Prayers for Mandela on Grand Parade
Updated | By Staff Writer
The sound of prayers reverberated through Cape Town's Grand Parade shortly before sunset on Friday.
The sound of prayers reverberated through Cape Town's Grand Parade shortly before sunset on Friday.
Thousands had flocked to the public square to hear the prayers offered by religious leaders from a podium erected just below the City Hall balcony where Mandela made his first speech as a free man on February 11, 1990.
Cape Town mayor Patricia de Lille introduced the religious leaders, and quoted from Mandela's balcony speech, which she termed "the birth of a new age".
Mandela had said: "Perhaps it was history that ordained that it be here, at the Cape of Good Hope, that we should lay the foundation stone of our new nation... For it was here at this Cape, over three centuries ago, that there began the fateful convergence of the peoples of Africa, Europe and Asia on these shores."
Silence fell over the parade on Friday when Imam Rashied Omar, chairman of the Western Cape Religious Inter-Faith Forum, sang his prayer.
He was followed by the Muslim Judicial Council's Sheikh Ebrahim Gabriels, who called on all races and religions across the world to unite and live the ideals the late statesman fought and lived for.
"All human beings belong to God Almighty, and all of us will return unto him," Gabriels told mourners.
While the country was in a state of mourning, it was also a time to celebrate the life and legacy Mandela had left behind.
"God Almighty, we ask you that we the children of Africa and the children of the world inherit the sterling qualities and excellent character of President Nelson Mandela," Gabriels prayed.
"We ask God that we inherit his quality of patience, perseverance and bravery."
Several people raised their arms in a black power salute to Mandela.
Paying his respects to Mandela's relatives, Gabriels said: "Dear family of Mandela and the ANC, this is indeed a time of sadness, but you can be proud to carry the Mandela name -- a name that will be forever be engraved in the hearts of all of humanity."
Members of the Jewish community also came out in their numbers shortly before women and girls around the world lit the Shabbat candles, which usher in the Sabbath.
"Our father, our king, the leader of heaven and earth, 95 years ago you planted a seed of light into our world -- a light of peace and reconciliation... a light of compassion and humility," Western Cape Rabbinical Association chairman Rabbi Asher Deren said in his prayer.
"Today that light has dimmed."
Deren called on people to view Mandela's death as a sign to start walking in his footsteps.

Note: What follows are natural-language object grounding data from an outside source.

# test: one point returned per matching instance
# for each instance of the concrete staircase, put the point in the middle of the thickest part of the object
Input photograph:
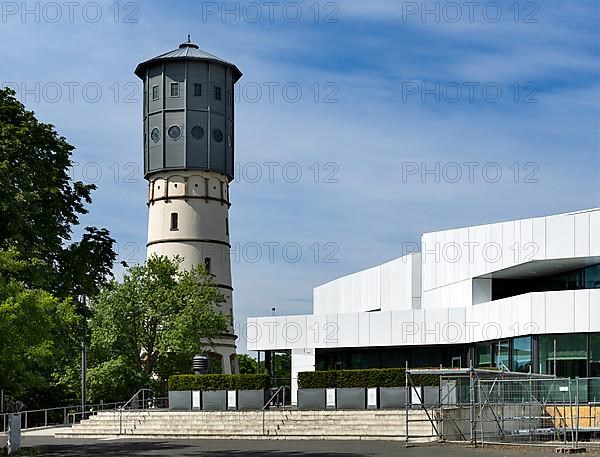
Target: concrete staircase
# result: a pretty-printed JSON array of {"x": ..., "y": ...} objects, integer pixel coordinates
[{"x": 287, "y": 424}]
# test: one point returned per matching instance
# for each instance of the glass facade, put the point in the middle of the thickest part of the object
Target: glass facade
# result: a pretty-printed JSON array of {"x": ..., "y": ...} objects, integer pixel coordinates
[
  {"x": 570, "y": 356},
  {"x": 576, "y": 355},
  {"x": 580, "y": 278},
  {"x": 522, "y": 354}
]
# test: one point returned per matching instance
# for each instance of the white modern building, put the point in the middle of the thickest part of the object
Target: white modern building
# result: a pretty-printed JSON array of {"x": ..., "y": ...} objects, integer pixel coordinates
[{"x": 522, "y": 295}]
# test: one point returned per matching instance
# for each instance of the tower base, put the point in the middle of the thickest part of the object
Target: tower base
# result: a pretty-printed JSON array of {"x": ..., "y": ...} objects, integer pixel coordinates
[{"x": 222, "y": 351}]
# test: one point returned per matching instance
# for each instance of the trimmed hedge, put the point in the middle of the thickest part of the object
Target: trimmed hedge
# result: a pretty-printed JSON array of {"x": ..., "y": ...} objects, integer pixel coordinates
[
  {"x": 218, "y": 382},
  {"x": 375, "y": 377}
]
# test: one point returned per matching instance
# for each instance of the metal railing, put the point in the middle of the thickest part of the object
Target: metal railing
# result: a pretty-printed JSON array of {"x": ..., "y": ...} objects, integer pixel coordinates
[
  {"x": 278, "y": 398},
  {"x": 52, "y": 417},
  {"x": 69, "y": 415}
]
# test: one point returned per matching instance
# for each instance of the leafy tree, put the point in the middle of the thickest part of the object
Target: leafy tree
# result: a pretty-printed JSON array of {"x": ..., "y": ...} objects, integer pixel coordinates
[
  {"x": 36, "y": 336},
  {"x": 40, "y": 204},
  {"x": 246, "y": 364},
  {"x": 41, "y": 268},
  {"x": 150, "y": 325}
]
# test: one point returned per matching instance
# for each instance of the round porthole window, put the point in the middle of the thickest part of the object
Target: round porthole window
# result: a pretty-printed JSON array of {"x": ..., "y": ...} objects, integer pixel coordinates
[
  {"x": 197, "y": 132},
  {"x": 218, "y": 135},
  {"x": 174, "y": 132}
]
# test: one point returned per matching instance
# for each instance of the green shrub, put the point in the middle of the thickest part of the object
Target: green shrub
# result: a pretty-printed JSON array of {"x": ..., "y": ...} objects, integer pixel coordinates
[
  {"x": 384, "y": 377},
  {"x": 218, "y": 382}
]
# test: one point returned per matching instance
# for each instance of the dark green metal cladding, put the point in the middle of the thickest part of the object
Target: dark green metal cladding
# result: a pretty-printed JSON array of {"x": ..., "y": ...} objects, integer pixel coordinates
[{"x": 188, "y": 111}]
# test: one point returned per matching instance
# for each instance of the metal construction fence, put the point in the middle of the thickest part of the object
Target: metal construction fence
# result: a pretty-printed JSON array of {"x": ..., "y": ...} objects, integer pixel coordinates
[{"x": 488, "y": 406}]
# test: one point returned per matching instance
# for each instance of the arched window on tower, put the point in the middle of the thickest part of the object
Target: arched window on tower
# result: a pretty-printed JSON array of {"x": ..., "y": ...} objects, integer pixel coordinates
[{"x": 174, "y": 221}]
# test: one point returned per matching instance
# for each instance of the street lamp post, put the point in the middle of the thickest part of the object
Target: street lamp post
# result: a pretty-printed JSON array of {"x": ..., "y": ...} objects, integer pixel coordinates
[{"x": 83, "y": 301}]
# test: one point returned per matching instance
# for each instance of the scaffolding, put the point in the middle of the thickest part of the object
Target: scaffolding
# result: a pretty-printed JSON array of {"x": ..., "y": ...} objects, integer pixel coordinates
[{"x": 486, "y": 406}]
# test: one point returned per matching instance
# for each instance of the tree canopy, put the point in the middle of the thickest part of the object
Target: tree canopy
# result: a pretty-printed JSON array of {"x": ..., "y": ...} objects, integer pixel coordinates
[
  {"x": 43, "y": 269},
  {"x": 40, "y": 205}
]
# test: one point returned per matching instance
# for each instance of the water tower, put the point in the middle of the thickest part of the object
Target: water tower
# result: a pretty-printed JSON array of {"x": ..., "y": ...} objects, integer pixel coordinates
[{"x": 189, "y": 163}]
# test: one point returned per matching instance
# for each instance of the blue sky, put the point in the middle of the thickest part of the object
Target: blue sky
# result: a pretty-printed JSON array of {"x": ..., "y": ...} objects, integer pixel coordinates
[{"x": 369, "y": 73}]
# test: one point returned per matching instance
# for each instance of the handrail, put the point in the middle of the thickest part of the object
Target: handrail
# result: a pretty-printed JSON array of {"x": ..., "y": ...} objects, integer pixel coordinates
[{"x": 273, "y": 396}]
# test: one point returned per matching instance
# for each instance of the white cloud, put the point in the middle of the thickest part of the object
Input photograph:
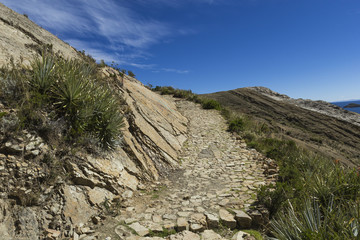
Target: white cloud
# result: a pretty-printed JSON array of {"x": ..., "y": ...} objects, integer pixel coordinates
[{"x": 106, "y": 29}]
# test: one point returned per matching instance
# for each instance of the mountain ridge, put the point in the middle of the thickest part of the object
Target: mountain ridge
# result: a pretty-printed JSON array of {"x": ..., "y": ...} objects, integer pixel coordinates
[{"x": 309, "y": 123}]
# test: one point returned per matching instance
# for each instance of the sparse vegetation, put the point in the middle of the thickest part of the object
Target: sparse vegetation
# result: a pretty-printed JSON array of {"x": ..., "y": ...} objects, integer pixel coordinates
[
  {"x": 64, "y": 89},
  {"x": 314, "y": 197},
  {"x": 131, "y": 74}
]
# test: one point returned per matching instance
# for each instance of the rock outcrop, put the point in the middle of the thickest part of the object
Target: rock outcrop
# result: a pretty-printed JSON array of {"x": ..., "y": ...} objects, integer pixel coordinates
[{"x": 53, "y": 193}]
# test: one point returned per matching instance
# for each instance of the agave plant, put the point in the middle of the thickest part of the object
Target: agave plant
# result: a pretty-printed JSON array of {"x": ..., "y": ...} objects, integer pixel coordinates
[
  {"x": 106, "y": 122},
  {"x": 43, "y": 73},
  {"x": 337, "y": 220}
]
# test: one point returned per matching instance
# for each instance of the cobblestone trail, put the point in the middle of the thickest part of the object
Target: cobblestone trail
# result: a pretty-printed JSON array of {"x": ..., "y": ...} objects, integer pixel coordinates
[{"x": 217, "y": 173}]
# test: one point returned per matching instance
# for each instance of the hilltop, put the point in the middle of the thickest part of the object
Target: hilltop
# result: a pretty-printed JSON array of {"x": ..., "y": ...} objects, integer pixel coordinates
[
  {"x": 88, "y": 152},
  {"x": 316, "y": 125}
]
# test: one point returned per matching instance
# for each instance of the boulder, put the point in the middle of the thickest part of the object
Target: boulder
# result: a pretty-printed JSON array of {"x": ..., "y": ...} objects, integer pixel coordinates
[
  {"x": 227, "y": 219},
  {"x": 76, "y": 206},
  {"x": 210, "y": 235},
  {"x": 243, "y": 219}
]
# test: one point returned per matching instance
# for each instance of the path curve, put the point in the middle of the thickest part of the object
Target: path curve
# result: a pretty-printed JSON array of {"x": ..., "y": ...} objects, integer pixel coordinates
[{"x": 217, "y": 172}]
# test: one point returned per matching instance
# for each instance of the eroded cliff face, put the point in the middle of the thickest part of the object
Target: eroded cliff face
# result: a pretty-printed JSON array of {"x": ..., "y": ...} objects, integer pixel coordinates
[{"x": 47, "y": 191}]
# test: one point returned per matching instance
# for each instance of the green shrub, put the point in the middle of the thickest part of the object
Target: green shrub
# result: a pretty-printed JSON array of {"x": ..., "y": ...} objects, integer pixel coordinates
[
  {"x": 131, "y": 74},
  {"x": 71, "y": 90},
  {"x": 43, "y": 70},
  {"x": 318, "y": 222}
]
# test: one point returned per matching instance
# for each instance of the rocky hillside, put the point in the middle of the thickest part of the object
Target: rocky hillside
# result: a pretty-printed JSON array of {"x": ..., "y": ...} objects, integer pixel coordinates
[
  {"x": 316, "y": 125},
  {"x": 48, "y": 191}
]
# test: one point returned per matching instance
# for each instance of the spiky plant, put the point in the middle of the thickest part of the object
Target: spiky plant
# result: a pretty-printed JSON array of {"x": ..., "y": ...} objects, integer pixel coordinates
[
  {"x": 43, "y": 70},
  {"x": 337, "y": 220}
]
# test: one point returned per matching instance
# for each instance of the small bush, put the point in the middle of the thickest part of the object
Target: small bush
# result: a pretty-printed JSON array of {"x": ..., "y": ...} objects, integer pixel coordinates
[
  {"x": 318, "y": 222},
  {"x": 43, "y": 73},
  {"x": 131, "y": 74}
]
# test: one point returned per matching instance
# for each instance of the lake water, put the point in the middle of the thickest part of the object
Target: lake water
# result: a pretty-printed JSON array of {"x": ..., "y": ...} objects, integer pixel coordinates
[{"x": 342, "y": 104}]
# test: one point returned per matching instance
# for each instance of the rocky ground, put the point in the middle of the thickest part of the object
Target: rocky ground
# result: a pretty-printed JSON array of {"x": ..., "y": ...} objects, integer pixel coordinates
[
  {"x": 315, "y": 125},
  {"x": 208, "y": 197}
]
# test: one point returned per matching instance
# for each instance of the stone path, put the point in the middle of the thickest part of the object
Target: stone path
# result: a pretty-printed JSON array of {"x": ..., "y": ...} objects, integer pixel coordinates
[{"x": 217, "y": 173}]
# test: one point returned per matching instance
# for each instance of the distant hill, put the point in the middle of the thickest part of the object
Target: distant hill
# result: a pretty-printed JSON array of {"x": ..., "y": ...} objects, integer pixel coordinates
[
  {"x": 315, "y": 125},
  {"x": 352, "y": 105}
]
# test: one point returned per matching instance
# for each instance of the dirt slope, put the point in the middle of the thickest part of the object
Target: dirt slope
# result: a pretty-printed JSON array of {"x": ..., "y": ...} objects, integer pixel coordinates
[{"x": 336, "y": 138}]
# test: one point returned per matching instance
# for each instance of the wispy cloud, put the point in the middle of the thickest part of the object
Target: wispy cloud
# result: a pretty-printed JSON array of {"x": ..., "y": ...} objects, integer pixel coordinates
[{"x": 107, "y": 29}]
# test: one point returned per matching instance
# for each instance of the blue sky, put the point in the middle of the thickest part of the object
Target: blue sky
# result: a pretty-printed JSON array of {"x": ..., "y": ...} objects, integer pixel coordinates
[{"x": 302, "y": 48}]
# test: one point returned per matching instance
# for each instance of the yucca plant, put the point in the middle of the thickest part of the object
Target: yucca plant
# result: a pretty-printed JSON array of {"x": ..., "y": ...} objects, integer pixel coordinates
[
  {"x": 337, "y": 220},
  {"x": 106, "y": 121},
  {"x": 43, "y": 70}
]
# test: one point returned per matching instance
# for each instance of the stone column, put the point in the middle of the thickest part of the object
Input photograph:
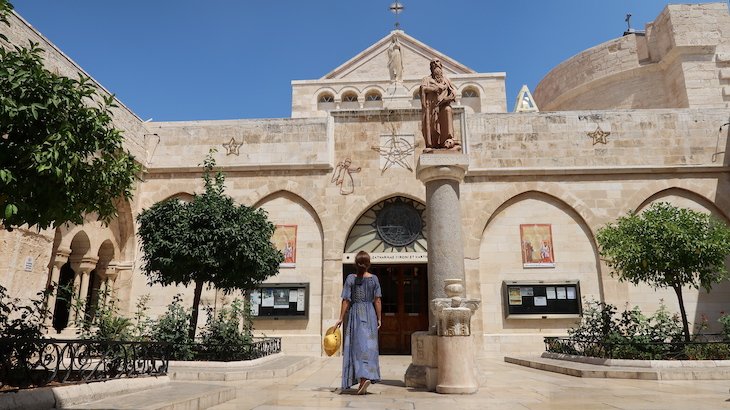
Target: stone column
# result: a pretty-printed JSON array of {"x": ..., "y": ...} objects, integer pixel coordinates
[
  {"x": 109, "y": 276},
  {"x": 456, "y": 370},
  {"x": 59, "y": 260},
  {"x": 442, "y": 172},
  {"x": 83, "y": 269},
  {"x": 122, "y": 284}
]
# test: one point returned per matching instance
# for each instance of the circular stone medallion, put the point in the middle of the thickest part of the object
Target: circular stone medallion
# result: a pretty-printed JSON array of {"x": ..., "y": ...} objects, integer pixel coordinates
[{"x": 398, "y": 224}]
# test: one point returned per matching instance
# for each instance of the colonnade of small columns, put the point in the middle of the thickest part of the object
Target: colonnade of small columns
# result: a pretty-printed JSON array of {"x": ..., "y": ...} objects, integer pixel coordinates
[{"x": 82, "y": 266}]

"Have mercy upon him, for the righteousness he has done...Remember him for his heroic and selfless leadership of South Africa and guiding our country to freedom and democracy."
Reverend Joy-Faith Kronenberg, senior vice president of the SA Council of Churches, said Cape Town and Mandela had a special connection.
Mandela spent his 27-year jail term in various prisons, most notably Robben Island, in Cape Town.
"When we embrace Madiba's legacy, let us move forward in that spirit of reconciliation so that one day when it is our turn to leave this Earth, we can truly say we have fought for a non-racial system," Kronenberg said.
Top city officials were joined by Western Cape premier Helen Zille, African National Congress provincial chairman Marius Fransman and Human settlements Deputy Minister Zoe Kota.
In a rare display of affection, Kota embraced Zille before she took her seat.
Bouquets of flowers and personal messages scribbled on pieces of paper from people across the Cape were left near the City Hall steps.
Many in the crowd said they were too emotional to eloquently express their thoughts about Mandela.
Christopher Phanyaza, a chauffeur for the US embassy, recalled leading a motorcade of US delegates to Mandela's home in Qunu, in the Eastern Cape, where his funeral will be held on December 15.
"When we got his porch, I was kneeling and greeting him as a way of giving respect to an old man and in the process my sunglasses fell from my head.
He [Madiba] went for my glasses and picked them up and gave them to me," Phanyaza said.
It was a small gesture, but showed Phanyaza how humble Mandela was.
"My eyes just welled with tears because I never thought in my wildest dreams that a man of that stature can pick up my glasses... that's how down to earth the man was."
Selam Mehari, a Londoner who arrived in Cape Town on Friday morning, said she was saddened, as Mandela had "touched souls all over the world".
"How I identify with Madiba is [because of] his patience and humbleness and innate lack of bitterness towards life and what he'd been through.
It just puts it into perspective for the rest of us," Mehari said.